In the third round, he laid even more punishment on Ali, who slumped over in a corner due to an onslaught of body punches. Young continued to batter Ali around the ring until referee Robert Byrd stopped it at 2 minutes, 38 seconds.

Ali outpointed Miguel Cotto in Cotto's final fight in December 2017 to take his junior middleweight belt, but after losing it by one-sided fourth-round knockout in his first defense last May, he returned to welterweight to win a fight in December before being derailed by Young.

"New Jersey is in the building. I had a tremendous camp," Young said. "He had a great win against Miguel Cotto, but after that he fought Munguia.

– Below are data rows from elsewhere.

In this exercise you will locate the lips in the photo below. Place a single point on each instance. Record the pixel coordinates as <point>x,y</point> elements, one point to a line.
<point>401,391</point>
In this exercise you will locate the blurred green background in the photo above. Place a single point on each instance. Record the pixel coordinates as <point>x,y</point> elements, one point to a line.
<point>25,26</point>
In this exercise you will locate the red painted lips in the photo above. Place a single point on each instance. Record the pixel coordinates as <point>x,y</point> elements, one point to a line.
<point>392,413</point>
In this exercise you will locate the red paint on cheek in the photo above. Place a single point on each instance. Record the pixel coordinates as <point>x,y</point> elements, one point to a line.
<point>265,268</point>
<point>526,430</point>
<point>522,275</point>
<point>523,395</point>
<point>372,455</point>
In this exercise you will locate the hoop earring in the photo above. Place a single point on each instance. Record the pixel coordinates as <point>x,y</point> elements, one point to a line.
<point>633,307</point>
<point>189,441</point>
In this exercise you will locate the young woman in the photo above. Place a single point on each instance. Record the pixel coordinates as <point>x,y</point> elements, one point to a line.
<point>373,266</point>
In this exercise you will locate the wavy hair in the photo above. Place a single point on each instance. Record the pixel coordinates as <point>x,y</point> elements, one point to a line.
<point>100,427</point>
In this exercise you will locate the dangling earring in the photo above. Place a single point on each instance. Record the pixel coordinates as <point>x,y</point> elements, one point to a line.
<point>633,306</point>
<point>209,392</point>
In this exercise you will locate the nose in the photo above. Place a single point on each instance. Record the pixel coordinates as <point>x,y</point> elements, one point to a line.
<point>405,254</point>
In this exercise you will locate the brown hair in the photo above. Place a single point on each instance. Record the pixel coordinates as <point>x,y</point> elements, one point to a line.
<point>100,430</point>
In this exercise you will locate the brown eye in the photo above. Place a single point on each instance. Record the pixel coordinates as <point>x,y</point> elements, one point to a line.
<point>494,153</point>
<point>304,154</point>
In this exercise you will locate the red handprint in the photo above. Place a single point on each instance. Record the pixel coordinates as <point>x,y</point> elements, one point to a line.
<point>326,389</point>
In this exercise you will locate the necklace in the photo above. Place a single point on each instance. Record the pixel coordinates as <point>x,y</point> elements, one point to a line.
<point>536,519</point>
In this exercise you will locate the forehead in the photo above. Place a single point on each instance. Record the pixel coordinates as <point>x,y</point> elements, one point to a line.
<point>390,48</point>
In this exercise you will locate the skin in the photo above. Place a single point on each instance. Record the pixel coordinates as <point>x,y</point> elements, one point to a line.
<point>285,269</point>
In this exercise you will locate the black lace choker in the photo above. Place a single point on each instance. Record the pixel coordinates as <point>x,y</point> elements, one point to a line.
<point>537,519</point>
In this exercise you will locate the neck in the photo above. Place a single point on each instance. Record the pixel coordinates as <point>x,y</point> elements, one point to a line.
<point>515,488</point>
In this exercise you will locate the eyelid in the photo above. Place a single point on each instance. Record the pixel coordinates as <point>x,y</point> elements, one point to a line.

I thought he lost a lot of confidence with Munguia. I saw his fight against [Mauricio] Herrera [in December], and he couldn't pull the trigger. So when they offered the fight, I jumped on it. We'll enjoy this victory now, and figure out what's next later."

  • Featherweight Aram Avagyan (8-0-1, 4 KOs), 28, of Russia, making his United States debut, got off the deck from a second-round knockdown to otherwise win a convincing unanimous decision over Francisco Esparza (9-1-1, 3 KOs), 24, of Las Vegas. It was not a hard knockdown, and Avagyan quickly collected himself and went on to win by scores of 97-92, 96-93 and 96-93.

  • Middleweight Alexis Espino (2-0, 1 KO), 19, of Las Vegas, who turned pro in February with a second-round knockout win, went the distance in a one-sided battering of Billy Wagner (1-1, 0 KOs), 26, of Great Falls, Montana. Espino beat him pillar to post for the entire fight in a shutout decision scored 39-34, 39-34 and 39-35. In the second round, referee Jay Nady penalized Espino one point for hitting Wagner with a right hand when he was down on the canvas. He did not count the knockdown either and gave Wagner time to recover.